Quantization in deep neural networks refers to using lower precision representations, often in place of floating-point arithmetic used for computation and storage of tensor values.
At training time, we often use full precision (FP32) representations to train and store the model. At inference time, this provides an avenue for optimization where we can quantize the weights and biases of the network to lower precision to run inference, e.g. FP16, INT8.
The Model Optimizer can only create FP32 and FP16 IR models and for even lower precision i.e., INT8 quantized models the Post-Training Optimization Tool (POT) needs to be used. A Calibration data set is required to check the accuracy during INT8 quantization. This can be a small subset of the training/validation dataset.

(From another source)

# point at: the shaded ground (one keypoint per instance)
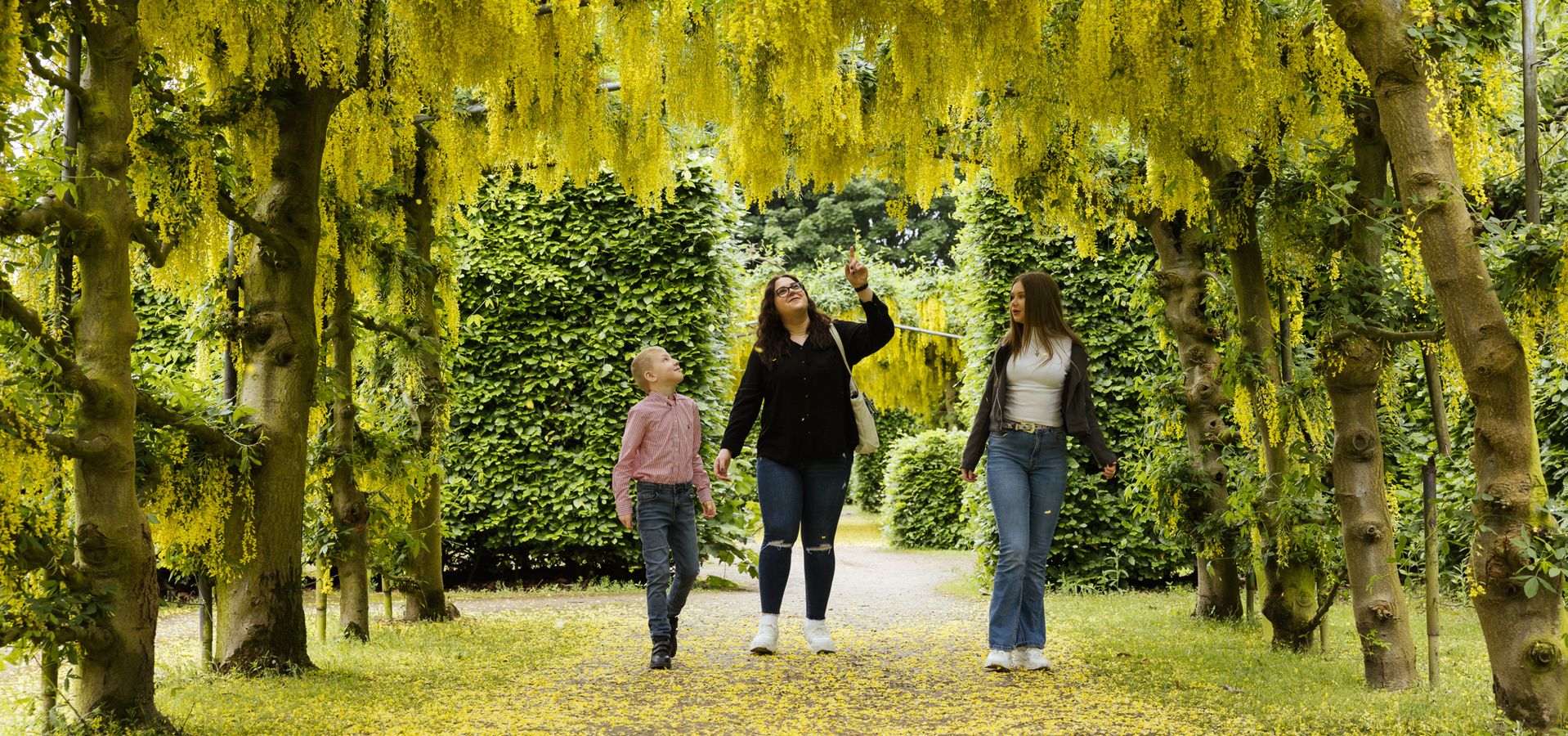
(912, 639)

From the above video, we learned that CPU and GPU plugins support both FP32 and FP16, but the preferred model precision for inferencing on CPU is FP32, while FP16 on GPU. Also, both CPU and GPU plugins support even lower precision INT8, but one important point to note here is model optimizer cannot quantize the model to INT8. You need to use the Post-Training Optimization Tool to quantize the model in INT8 format.
For the VPU plugin, FP16 is the only supported data precision, so if you decide to use an accelerator like Intel® Movidius™ Myriad™ X VPU, you need to quantize your model to FP16 format first.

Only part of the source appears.